L'Éducation nationale laisse sortir chaque année depuis
longtemps environ 10 % d'une classe d'âge sans qualification. Les
entreprises, de leur côté, se sont séparées
de nombreux salariés sans qualification auxquels elles n'avaient
fourni aucune formation.
Les Régions demandent clairement une extension
de leurs compétences à l'ensemble des demandeurs d'emploi,
quel que soit leur âge, pour mener une politique cohérente
et efficace de formation à l'écoute des besoins des entreprises.
L'Afpa décentralisée serait un outil complémentaire
efficace pour mener à bien cette délicate mission. C'est
d'autant plus nécessaire qu'à partir de 2006 apparaîtra
un double phénomène de ciseau, avec le départ à
la retraite des « papy boomers » et l'arrivée sur le
marché du travail de jeunes de moins en moins nombreux. Chaque
Région aura donc besoin de toutes ses forces vives.

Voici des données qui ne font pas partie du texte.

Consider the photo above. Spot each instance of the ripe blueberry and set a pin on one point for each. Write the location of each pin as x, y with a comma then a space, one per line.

Une décentralisation à achever
La Champagne-Ardenne s'y prépare en ayant créé
une école régionale de la deuxième chance, qui, cas
unique, couvre l'ensemble du territoire régional avec ses quatre
antennes départementales. C'est un processus individualisé
d'insertion sociale et professionnelle dans la durée (2 à
3 ans) avec une alternance très forte en entreprise.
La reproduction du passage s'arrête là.